In the drawings, closely related figures have the same number but different alphanumeric suffixes.
FIG. 1A shows an exploded view of the preferred embodiment of the improved closure with indicator.
FIG. 1B shows the plan view of FIG. 1A
FIG. 1C shows a rotated section view about A-A in FIG. 1B.
FIG. 1D shows a plan detail of the indicator portion of FIG. 1A.
FIG. 2 shows a second embodiment of the improved closure.
DETAILED DESCRIPTION OF THE PREFERRED EMBODIMENTS
FIG. 3 shows a third embodiment of the improved closure.
FIGS. 1, 2, and 3 show the preferred embodiments of a closure with indication means for medicine vials, consisting of two parts: the cap 10 cap 10. The cap 10 is attached to the vial (not shown) by any means known in the art, such as a snap-fit, thread, or child-proof locking means. Cap 10 is a hollow, short cylinder, closed by face 11. Said face has a plurality of equally spaced detents 12 to engage bosses 24 of indicator 20. Face 11 is further provided with a concentrically located cavity 13 to engage annulus 25 of the indicator, to secure the indicator to the cap, while allowing for free rotation. The indicator, in the preferred embodiment of FIG. 1, is made of a transparent material for viewing the indicia 23 printed on the inner face of the indicator. The indicia are printed in the same color as the cap 10, so that they are invisible for lack of contrast when the indicator is mounted to the cap. However, one of the indicia will aligned with the contrasting colored region 14 on the cap, and will therefore be visible through the transparent indicator. The indicator is provided with a projecting means 22 for grasping and turning the indictor relative to the cap. Obviously, as the indicator is turned, the detents will releasably disengage and then re-engage with the bosses of the indicator, thereby placing each indicia, in turn, in alignment with the contrasting colored region of the cap for viewing. The flexing action of the indicator and the cap allow the indicator to overcome the resistance of the detent when sufficient torque is applied to it.

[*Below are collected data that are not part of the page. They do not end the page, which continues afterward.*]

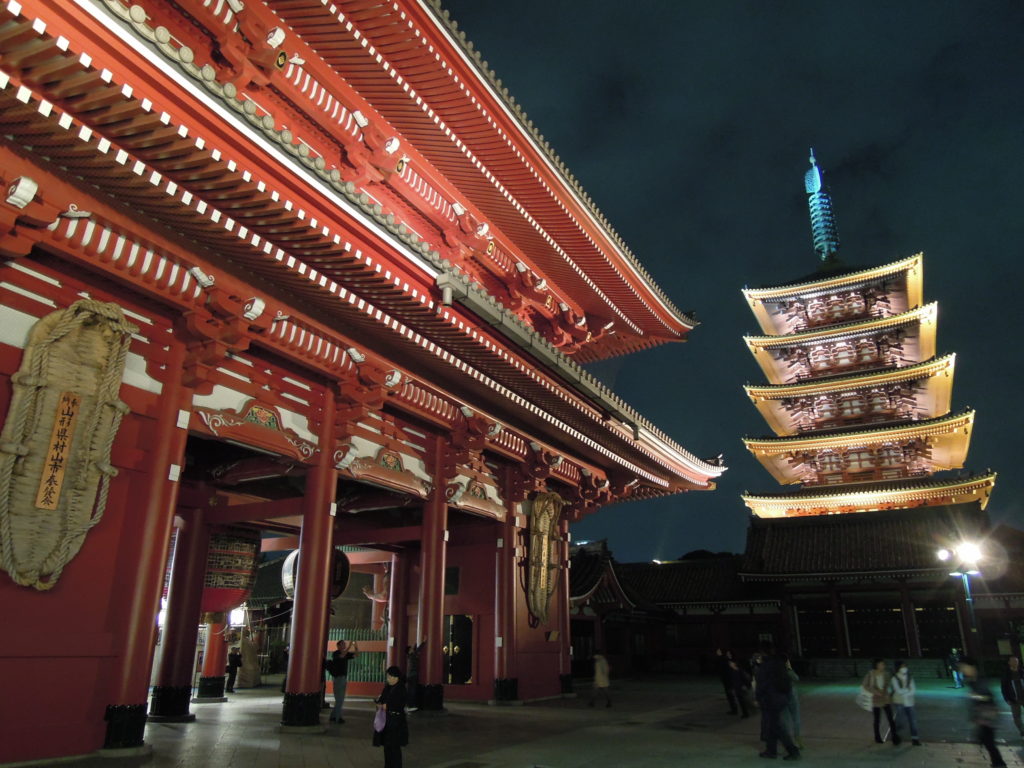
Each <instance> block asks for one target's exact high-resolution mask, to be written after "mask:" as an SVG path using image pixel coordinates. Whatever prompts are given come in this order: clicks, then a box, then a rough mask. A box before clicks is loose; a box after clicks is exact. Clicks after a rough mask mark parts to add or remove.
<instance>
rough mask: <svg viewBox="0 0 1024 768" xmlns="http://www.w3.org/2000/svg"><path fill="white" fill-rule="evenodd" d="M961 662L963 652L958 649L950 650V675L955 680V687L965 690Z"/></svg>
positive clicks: (946, 658)
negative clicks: (960, 688)
mask: <svg viewBox="0 0 1024 768" xmlns="http://www.w3.org/2000/svg"><path fill="white" fill-rule="evenodd" d="M959 660H961V652H959V649H958V648H950V649H949V655H948V656H946V667H948V668H949V674H950V675H951V676H952V678H953V687H954V688H963V687H964V676H963V675H962V674H961V671H959Z"/></svg>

In the second embodiment of the improved closure, cap 10 is printed with contrasting colored region 14 that underlies all the indicia of indicator 11 except for an opening 16 so shaped as to aligned with a single indicia on the indicator. In this embodiment, the indicia are printed in the same color as the contrasting colored region, and are therefore invisible except when aligned with the opening 16 on the cap.
In the third embodiment of the improved closure, cap 10 is imprinted with the indicia, and the indicator 11 is made of an opaque material and provided with an aperture 26 for viewing a single indicia when it aligns with said aperture.

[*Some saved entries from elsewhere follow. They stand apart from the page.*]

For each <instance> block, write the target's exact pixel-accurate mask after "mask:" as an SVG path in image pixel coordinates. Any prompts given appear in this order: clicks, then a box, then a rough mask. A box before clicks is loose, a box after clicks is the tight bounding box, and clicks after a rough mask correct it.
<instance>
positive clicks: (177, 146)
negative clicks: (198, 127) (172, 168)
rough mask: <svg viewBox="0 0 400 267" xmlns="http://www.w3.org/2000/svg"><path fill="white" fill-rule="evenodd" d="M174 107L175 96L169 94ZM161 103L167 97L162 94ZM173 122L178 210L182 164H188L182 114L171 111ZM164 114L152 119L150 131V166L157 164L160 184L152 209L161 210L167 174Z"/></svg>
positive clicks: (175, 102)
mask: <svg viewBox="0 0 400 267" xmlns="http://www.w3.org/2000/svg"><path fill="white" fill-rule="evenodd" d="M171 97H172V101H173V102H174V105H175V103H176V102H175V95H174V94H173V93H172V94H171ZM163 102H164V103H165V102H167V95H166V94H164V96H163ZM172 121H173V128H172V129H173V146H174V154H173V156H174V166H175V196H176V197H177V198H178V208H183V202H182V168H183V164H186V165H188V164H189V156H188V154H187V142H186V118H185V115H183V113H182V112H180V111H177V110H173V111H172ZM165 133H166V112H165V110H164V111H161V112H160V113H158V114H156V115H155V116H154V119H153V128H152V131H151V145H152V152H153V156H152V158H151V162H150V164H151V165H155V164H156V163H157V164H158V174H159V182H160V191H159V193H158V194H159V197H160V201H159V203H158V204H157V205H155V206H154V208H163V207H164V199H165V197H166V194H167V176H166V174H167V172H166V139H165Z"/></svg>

It is obvious from the above description that any of the three embodiments described would be adaptable to snap-type or child-proof versions of vial closures, and could be so constructed as to not impair the operation of either.
The present invention provides 12 indicia spaced around a circle near the rim of the indicator. For 2 pills per day prescriptions, the numbers will be 1-2-1-2-1-2-1-2-1-2-1-2. For 4 pills per days prescriptions, the numbers will be 1-2-3-4-1-2-3-4-1-2-3-4, and so forth. Twelve indicia divide evenly for prescriptions of 2, 3, 4, and 6 pills per day, which represents the vast majority of all prescriptions. In the preferred embodiment, the numbers are printed on the underside of the dial, in reverse, so that they appear correct when viewed through the transparent dial. An advantage of the embodiments of FIGS. 1 and 2 is that they allow pharmacists to stock a minimum number of different components; they will need only 4 differently printed indicators (for the number of pills per day), all of the same size, and indicator will fit any size cap, since the engaging features on the cap and indicator will have the same dimensions, regardless of cap size.
Although the above description includes many specificities, these should not limit the scope of the invention. For example, there are multitudinous ways in which the snap connection between indicator and cap, and the detents could be accomplished.